Cerpen: Ketika Laut Tertumpah
Lekat S. Amrin--
“Itu apa Mas?!” teriak Eliza.
Adam langsung menarik tangan Eliza untuk berlari menuju pinggiran pantai. “Itu ombak besar! Itu ombak besar! Awas-awas!” teriak Adam.
Raksasa itu pun tiba. Menderu, menghantam apa pun di hadapannya. Tak peduli semua diamuknya bersama gemuruh yang mengerikan.
Adam sangat ketakutan dikejar raksasa air itu. Dia tidak tahu lagi dimana Eliza. Dia hanya ingin menyelamatkan dirinya.

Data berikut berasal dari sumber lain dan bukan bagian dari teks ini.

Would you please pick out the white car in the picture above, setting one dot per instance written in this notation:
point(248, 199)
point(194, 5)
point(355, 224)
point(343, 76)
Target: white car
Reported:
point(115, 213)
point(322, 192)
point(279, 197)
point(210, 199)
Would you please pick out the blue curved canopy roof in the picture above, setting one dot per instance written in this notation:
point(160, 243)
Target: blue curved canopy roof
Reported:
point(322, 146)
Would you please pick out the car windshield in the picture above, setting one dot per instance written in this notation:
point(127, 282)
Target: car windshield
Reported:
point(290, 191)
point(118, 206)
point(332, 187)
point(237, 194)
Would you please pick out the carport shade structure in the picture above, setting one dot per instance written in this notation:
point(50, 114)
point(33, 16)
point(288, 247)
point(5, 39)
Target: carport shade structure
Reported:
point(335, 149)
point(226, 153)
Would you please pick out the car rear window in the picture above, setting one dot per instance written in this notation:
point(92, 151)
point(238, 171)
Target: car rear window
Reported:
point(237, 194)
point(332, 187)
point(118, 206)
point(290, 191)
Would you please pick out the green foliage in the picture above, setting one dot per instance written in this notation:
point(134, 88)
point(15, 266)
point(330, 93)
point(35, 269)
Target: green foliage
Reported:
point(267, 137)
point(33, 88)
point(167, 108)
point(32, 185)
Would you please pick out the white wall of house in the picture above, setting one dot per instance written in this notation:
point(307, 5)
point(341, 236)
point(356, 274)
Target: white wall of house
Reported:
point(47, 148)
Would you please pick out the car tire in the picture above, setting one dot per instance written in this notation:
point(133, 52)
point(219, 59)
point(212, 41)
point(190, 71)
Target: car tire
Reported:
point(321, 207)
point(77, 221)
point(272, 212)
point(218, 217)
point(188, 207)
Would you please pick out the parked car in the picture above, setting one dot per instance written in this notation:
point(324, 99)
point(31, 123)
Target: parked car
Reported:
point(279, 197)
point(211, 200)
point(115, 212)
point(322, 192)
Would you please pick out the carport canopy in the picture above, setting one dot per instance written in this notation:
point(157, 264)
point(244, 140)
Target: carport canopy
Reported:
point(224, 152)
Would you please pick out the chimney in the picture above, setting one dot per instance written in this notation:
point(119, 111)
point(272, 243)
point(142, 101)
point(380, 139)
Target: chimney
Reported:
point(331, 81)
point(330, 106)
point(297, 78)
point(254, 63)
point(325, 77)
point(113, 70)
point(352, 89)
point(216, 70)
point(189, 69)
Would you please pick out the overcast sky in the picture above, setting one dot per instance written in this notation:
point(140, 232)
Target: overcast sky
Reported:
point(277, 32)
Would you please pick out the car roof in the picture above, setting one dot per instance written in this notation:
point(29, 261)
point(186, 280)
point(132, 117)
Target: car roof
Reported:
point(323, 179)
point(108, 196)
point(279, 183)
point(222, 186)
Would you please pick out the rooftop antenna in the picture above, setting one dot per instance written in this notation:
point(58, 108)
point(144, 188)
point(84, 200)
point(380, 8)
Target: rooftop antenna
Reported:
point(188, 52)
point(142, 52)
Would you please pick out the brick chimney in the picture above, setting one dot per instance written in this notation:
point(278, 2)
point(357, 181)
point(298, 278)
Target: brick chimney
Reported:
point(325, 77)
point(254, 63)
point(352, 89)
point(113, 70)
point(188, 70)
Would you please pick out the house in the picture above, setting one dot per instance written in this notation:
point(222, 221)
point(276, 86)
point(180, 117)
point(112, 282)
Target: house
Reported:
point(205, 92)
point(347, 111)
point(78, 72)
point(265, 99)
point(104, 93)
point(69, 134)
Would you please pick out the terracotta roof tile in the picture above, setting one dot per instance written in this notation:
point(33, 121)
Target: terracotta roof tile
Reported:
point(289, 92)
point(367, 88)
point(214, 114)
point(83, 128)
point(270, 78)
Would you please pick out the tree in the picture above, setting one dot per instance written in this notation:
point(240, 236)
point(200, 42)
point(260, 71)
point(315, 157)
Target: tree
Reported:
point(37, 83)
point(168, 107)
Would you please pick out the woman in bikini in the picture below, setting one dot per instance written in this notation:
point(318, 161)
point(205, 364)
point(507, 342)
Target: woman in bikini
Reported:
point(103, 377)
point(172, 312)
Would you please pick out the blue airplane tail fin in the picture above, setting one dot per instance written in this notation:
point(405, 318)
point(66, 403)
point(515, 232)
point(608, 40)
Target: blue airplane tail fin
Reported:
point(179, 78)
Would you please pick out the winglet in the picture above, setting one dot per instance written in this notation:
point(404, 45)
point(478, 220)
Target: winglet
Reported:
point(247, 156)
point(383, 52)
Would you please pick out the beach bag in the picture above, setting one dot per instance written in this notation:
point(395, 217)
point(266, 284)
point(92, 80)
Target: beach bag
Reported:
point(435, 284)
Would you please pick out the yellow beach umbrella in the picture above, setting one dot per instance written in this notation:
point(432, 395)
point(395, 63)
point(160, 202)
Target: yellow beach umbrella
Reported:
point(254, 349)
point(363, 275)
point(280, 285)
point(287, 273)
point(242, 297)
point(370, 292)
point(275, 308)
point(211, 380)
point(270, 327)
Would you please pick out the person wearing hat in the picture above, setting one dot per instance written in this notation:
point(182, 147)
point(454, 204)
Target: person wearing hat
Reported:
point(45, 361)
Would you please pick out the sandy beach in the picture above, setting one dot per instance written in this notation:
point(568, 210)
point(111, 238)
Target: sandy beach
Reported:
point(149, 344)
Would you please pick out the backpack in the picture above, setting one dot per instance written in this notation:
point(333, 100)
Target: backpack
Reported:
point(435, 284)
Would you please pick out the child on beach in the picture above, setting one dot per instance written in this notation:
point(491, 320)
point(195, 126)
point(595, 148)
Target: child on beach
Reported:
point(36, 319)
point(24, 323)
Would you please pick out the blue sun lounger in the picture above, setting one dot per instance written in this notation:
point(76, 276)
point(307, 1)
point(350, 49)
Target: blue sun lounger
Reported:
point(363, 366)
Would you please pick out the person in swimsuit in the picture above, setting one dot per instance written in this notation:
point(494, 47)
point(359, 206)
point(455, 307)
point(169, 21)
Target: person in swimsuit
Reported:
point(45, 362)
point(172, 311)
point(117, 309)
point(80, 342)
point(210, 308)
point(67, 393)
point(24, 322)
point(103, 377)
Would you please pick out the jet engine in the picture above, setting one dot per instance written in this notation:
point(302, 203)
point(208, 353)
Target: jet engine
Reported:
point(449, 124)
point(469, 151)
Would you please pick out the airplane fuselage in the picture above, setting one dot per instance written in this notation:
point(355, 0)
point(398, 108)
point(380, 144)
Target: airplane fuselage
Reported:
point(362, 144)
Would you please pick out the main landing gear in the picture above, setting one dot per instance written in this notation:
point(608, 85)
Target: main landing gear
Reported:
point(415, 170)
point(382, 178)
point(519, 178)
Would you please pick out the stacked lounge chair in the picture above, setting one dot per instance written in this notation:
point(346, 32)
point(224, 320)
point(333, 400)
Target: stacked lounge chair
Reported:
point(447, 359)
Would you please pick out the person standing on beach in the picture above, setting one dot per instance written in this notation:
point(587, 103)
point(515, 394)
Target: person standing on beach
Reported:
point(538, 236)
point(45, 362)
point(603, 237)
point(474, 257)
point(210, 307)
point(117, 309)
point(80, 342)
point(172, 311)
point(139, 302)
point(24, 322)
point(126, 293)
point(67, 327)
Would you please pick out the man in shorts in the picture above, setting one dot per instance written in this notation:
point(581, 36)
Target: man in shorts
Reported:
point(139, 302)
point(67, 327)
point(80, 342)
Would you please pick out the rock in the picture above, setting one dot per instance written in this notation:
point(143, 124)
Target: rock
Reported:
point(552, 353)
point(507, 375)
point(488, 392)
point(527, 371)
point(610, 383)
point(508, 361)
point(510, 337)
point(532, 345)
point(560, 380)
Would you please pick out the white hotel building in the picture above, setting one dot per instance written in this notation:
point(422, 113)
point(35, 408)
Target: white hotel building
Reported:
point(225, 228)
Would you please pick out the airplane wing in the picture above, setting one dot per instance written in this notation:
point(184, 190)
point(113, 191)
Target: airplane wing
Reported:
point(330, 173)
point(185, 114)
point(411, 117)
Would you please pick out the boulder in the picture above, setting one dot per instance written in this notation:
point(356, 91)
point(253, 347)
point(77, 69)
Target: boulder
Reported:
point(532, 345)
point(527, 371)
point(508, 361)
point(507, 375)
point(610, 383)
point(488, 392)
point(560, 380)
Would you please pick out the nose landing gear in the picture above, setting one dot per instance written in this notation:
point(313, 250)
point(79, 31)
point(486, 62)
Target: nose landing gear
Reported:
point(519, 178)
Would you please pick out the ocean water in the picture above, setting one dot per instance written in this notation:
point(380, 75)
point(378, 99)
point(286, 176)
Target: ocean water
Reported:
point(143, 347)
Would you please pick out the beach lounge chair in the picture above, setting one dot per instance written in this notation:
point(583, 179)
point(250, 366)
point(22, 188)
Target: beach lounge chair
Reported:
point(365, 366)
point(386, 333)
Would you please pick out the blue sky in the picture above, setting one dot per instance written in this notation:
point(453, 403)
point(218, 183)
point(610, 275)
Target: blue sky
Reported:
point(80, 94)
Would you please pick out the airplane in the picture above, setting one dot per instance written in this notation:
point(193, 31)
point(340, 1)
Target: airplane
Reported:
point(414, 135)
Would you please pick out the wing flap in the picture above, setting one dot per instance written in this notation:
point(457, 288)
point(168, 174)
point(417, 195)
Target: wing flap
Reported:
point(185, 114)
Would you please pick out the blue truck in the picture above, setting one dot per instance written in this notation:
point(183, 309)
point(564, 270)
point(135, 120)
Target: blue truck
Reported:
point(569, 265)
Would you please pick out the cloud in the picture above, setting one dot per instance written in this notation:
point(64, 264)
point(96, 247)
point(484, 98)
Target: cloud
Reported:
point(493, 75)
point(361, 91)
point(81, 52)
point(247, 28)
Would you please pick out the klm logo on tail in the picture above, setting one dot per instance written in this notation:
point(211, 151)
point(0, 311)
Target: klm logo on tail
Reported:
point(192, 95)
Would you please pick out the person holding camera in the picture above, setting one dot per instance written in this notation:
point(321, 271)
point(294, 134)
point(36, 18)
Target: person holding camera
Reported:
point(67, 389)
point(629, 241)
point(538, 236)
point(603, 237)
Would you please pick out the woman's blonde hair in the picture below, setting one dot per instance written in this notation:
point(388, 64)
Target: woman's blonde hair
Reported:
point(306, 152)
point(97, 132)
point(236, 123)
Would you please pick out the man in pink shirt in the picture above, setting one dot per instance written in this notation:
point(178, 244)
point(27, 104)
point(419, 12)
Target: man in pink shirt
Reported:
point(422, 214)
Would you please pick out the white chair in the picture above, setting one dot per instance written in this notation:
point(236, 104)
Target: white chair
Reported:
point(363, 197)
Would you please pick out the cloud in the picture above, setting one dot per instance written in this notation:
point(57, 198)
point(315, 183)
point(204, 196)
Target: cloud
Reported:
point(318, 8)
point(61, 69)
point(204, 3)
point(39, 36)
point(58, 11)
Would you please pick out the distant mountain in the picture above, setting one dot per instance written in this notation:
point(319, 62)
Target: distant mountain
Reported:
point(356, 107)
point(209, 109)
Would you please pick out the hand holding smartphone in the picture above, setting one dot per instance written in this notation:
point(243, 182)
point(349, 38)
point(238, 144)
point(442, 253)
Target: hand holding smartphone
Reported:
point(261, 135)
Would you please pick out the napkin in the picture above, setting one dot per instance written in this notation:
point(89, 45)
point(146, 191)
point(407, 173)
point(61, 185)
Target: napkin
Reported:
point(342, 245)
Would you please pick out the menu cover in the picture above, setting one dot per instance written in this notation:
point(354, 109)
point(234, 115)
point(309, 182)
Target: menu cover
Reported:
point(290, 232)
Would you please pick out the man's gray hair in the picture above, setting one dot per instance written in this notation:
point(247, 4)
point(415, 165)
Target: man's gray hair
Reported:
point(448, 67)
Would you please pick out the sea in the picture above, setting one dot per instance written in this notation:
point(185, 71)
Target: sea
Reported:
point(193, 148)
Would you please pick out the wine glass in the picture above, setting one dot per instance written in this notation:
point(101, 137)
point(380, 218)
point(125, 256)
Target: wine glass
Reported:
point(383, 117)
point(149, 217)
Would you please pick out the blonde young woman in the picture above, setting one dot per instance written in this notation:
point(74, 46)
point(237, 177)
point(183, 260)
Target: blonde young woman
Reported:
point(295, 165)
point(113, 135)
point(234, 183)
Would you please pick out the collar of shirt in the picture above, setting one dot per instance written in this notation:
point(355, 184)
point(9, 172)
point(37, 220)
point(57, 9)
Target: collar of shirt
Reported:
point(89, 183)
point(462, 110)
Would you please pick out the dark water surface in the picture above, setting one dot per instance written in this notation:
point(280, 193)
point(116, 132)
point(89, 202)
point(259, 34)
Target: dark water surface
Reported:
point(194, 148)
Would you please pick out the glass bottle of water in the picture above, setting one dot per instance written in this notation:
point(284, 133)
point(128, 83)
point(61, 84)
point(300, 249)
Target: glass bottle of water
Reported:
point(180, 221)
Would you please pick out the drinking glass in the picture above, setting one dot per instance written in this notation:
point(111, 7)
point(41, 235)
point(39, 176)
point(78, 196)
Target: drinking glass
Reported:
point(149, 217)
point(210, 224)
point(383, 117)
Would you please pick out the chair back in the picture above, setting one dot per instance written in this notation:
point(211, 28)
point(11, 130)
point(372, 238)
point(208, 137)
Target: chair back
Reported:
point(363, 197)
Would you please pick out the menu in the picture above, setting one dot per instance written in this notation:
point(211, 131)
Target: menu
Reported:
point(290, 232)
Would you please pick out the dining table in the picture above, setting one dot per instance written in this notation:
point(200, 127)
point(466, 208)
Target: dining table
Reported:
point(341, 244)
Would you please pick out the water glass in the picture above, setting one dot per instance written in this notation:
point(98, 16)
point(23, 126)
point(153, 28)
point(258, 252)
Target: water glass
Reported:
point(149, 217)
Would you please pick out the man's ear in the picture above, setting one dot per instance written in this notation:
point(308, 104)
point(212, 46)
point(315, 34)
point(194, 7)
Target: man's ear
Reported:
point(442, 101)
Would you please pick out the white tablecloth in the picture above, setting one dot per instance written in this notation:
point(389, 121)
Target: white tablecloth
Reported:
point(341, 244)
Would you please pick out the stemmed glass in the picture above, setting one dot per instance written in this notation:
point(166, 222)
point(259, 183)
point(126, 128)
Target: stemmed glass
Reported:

Berlari sekencang-kencangnya tidak tau lagi arahnya. Namun gumpalan raksasa air itu pun menyapu Adam dan semua benda di sekitarnya. Dengan ketakutan dan histeris, Adam menyebut satu kata; “Allahuakbar!!!”
Baru kali ini Adam menyebut kata itu. Seumur hidup baru kini dia meneriakkan kata itu dengan sangat keras, berkali-kali dan tak berhenti. “Allahuakbar! Allahuakbar! Allahuakbar…!”
Tangan Adam menggapai-gapai apa saja di dalam air yang telah menelannya. Sungguh saat itu Adam kehilangan semua nyalinya. Kehilangan semua kehebatannya. Dia ciut, hanya pasrah penuh ketakutan dan terus menyebut nama Allah Maha Besar.
Seketika itulah ditangannya seperti ada yang menyorongkan benda sebesar badannya. Sekuat tenaga Adam menjangkaunya dan memeluk benda itu sekuat tenaga. Saat itu pelahan tubuh Adam pun mengapung. Rupanya benda itu adalah sepotong kayu log sepanjang hampir sedepa.
Mendapatkan kayu itu membuat Adam makin tak henti-hentinya menyebut; “Allahuakbar! Allahuakbar! Allahuakbar”
Adam tak tahu lagi dirinya dimana. Tidak ada lagi daratan. Matanya hanya melihat permukaan air. Lalu ombak laut bagai tak henti-hentinya menggoncang dan menghantam dirinya. Tapi pelukannya sangat kuat pada kayu itu. Entah berapa jam hal itu berlangsung, sehingga membuat Adam tidak sadarkan diri.
Baru berapa hari kemudian Adam ditemukan terdampar di pantai Sabang. Kayu sebesar badannya masih dipeluknya kuat-kuat. Dia sudah sekarat saat diamankan petugas relawan. Adam dibawa ke tempat penampungan. Dada dan perutnya koyak, terluka parah karena gesekan kayu yang dipeluknya itu sangat kasar permukaannya. Kaki Adam pun patah, sehingga harus di gip oleh petugas medis.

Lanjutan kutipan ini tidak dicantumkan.